年代の欄が空でありながら、別の欄に日付が残っている。しかも三巻のうち巻第十四についてのみである。

金剛場陀羅尼経では奥書の干支から686年が定まり、明王院五重塔では伏鉢の刻銘から日付まで分かった。それらは年代の根拠として本文に書かれていた。

本件は、年代の欄ではなくト書の欄に手がかりがある。欄の使われ方が揃っていない例になる。

三巻のうち、一巻だけが残巻である

名称の作りに、状態の違いが含まれる。

延喜式〈巻第十二残巻、第十四/第十六〉である。

巻第十二には残巻と付き、第十四と第十六には付かない。三巻のうち一巻だけが欠けた状態にある。

区切り方も揃っていない。巻第十二残巻と第十四のあいだは読点、第十四と第十六のあいだは斜線である。

関連作品にも同じ形式が並ぶ。文選集注〈巻第六十三、第八十八残巻/第九十三〉、大般涅槃経集解〈巻第十四、第卅二残巻/〉、医心方〈第一、第五、第七/第九、第十残巻〉といった名がある。

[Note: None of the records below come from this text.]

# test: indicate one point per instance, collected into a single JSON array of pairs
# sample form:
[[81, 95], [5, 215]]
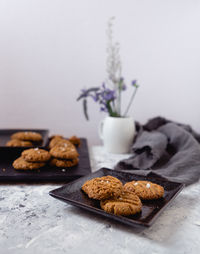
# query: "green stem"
[[110, 111], [131, 100]]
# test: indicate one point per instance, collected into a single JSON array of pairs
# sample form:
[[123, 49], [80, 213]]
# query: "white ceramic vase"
[[117, 134]]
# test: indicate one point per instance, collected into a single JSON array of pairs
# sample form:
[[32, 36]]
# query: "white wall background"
[[50, 49]]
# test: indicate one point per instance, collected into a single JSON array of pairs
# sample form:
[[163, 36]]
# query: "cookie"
[[63, 163], [56, 136], [21, 164], [126, 204], [75, 141], [27, 135], [103, 187], [36, 155], [54, 141], [16, 142], [64, 150], [145, 189]]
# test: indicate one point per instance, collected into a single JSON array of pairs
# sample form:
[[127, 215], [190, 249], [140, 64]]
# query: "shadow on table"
[[161, 231]]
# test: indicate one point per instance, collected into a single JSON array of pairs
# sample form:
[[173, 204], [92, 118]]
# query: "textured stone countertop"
[[31, 221]]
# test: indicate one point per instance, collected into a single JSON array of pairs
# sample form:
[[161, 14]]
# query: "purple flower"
[[108, 95], [134, 83], [123, 87]]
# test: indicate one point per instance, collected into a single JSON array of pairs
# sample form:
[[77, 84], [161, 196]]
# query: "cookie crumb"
[[148, 185]]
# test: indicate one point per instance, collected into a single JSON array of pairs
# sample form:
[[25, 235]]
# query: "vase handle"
[[100, 129]]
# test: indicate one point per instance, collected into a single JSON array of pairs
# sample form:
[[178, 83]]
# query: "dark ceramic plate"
[[72, 193], [45, 174], [6, 133]]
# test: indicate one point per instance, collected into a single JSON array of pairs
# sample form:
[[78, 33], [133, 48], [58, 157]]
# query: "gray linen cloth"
[[171, 151]]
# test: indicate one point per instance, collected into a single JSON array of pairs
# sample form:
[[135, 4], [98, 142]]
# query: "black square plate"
[[6, 133], [45, 174], [72, 193]]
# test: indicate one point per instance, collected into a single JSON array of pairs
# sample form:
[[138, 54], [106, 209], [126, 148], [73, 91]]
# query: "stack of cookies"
[[121, 199], [30, 159], [63, 152], [24, 139]]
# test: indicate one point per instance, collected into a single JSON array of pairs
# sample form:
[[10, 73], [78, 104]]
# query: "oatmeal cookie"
[[21, 164], [126, 204], [75, 141], [64, 163], [103, 187], [36, 155], [145, 189], [27, 136], [54, 141], [16, 143], [64, 150]]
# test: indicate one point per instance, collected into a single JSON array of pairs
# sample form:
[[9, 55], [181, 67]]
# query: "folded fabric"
[[166, 148]]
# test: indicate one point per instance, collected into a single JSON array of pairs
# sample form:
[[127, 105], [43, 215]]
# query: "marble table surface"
[[31, 221]]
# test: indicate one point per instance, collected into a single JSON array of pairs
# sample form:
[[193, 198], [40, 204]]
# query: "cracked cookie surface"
[[103, 187], [36, 155], [63, 163], [21, 164], [145, 189], [64, 150], [126, 204]]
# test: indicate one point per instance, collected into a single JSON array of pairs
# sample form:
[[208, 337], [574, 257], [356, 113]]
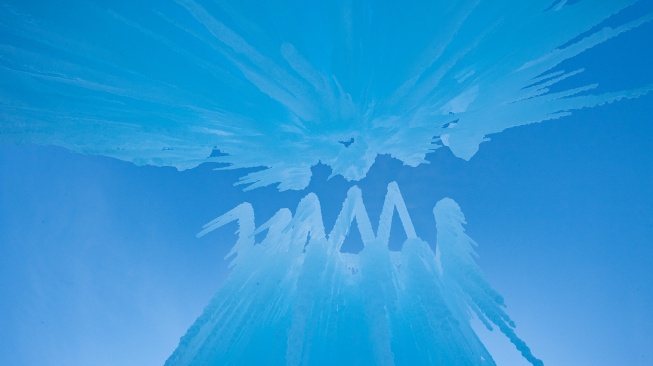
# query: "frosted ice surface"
[[296, 299], [285, 86]]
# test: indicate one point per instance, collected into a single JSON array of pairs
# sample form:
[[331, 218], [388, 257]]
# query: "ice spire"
[[296, 299]]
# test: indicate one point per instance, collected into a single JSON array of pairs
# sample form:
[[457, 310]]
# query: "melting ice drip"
[[296, 299]]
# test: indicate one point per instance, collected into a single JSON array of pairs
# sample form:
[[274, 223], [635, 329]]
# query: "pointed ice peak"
[[294, 298]]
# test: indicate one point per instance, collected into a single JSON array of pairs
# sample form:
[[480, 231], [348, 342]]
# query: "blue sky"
[[100, 265]]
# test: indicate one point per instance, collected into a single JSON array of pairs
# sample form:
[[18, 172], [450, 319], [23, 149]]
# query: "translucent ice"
[[296, 299], [286, 85]]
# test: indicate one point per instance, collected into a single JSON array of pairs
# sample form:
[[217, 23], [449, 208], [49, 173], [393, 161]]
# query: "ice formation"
[[294, 298], [285, 85]]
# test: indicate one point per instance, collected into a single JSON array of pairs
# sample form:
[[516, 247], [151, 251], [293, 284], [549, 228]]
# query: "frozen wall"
[[294, 298], [286, 85]]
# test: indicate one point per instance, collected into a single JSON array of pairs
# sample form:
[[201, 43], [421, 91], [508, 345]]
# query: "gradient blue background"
[[99, 264]]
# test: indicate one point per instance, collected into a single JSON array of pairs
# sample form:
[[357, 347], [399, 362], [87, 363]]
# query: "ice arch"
[[285, 85], [295, 299]]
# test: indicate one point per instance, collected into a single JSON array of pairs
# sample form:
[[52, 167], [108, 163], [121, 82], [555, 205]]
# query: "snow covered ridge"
[[284, 87], [295, 299]]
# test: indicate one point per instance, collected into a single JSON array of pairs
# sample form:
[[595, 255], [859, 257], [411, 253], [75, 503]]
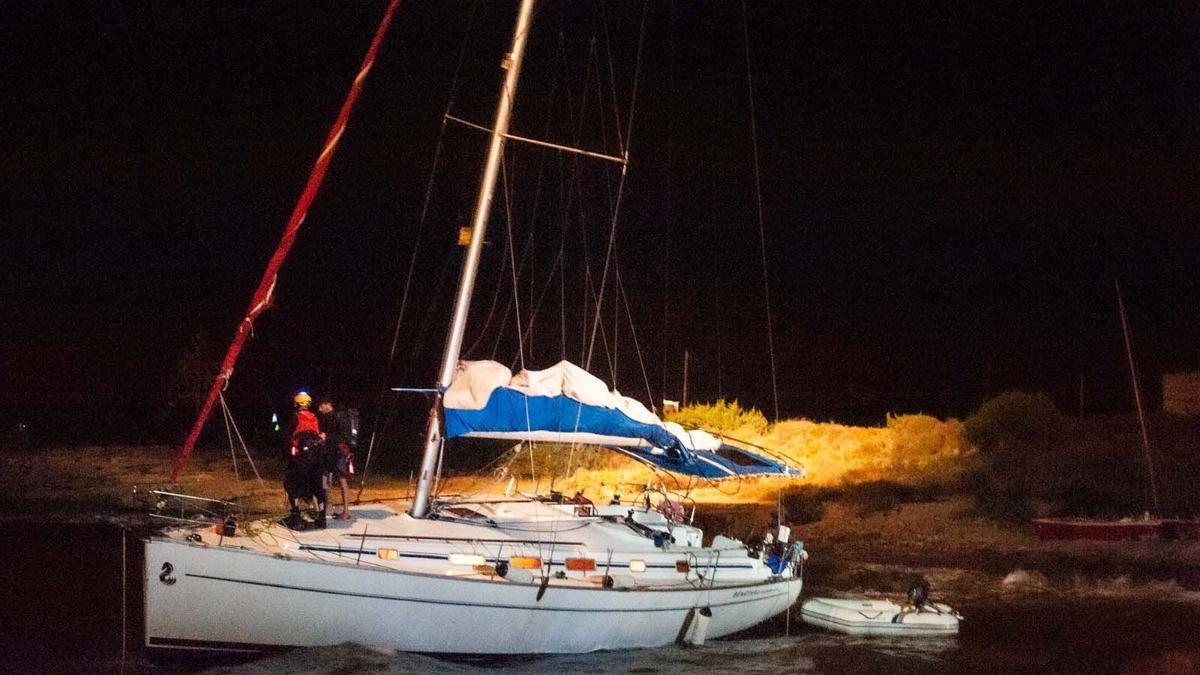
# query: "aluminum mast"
[[471, 263]]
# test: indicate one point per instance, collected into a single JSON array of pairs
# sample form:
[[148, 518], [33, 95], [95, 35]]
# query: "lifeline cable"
[[265, 291]]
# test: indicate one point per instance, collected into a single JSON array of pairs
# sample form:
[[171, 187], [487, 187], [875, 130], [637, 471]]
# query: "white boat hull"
[[199, 596], [879, 617]]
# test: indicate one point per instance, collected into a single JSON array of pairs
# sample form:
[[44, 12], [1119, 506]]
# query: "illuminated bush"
[[725, 417]]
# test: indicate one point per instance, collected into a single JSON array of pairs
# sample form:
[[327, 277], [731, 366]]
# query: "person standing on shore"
[[339, 448], [304, 478]]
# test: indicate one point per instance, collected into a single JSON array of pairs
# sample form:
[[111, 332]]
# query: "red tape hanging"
[[263, 296]]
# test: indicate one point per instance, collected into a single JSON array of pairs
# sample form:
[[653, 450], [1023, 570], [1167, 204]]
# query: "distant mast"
[[471, 263], [1137, 399]]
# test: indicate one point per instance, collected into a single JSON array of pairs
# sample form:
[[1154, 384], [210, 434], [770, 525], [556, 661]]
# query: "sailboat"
[[510, 574]]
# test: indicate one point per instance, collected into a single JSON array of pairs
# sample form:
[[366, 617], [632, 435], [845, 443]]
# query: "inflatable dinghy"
[[862, 616]]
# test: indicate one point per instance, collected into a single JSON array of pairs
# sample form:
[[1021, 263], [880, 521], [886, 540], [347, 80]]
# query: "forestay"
[[564, 404]]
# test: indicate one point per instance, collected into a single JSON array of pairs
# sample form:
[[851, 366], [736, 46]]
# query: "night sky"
[[948, 189]]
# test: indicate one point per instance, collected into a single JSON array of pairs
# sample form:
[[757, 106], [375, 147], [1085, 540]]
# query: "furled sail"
[[565, 404]]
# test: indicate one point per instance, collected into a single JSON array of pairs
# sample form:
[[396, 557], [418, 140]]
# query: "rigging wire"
[[621, 186], [633, 332], [762, 236]]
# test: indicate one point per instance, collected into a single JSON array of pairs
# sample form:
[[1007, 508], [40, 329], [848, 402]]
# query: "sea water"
[[63, 611]]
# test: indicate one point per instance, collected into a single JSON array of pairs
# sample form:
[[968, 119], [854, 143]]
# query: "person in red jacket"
[[305, 473]]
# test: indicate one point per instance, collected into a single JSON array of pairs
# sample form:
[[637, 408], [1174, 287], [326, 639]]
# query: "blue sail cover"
[[510, 411], [727, 461], [568, 405]]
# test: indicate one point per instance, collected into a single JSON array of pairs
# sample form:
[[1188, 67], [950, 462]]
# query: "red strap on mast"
[[263, 296]]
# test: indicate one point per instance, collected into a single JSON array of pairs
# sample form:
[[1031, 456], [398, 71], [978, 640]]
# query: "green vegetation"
[[1017, 457], [724, 417]]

白描絵料紙理趣経では、欠けていることが目無経という名になった。本件は、欠けている巻がどれかを名称のなかで示している。

同じ書物の別の写本が、別に指定されている

延喜式という書物の写本は、これだけではない。

関連作品に、延喜式(九條家本)がある。同じ書物の別の伝本である。

太山寺本堂では、同名の国宝が兵庫県と愛媛県に二つあった。催馬楽譜では、同名の物件が国宝と重要文化財に分かれていた。

それらは物件の名が同じ場合である。本件は、もとの書物が同じで、写された本が違う。

名称も分かれている。本件は巻の番号で範囲を示し、九條家本は伝わった家の名で区別する。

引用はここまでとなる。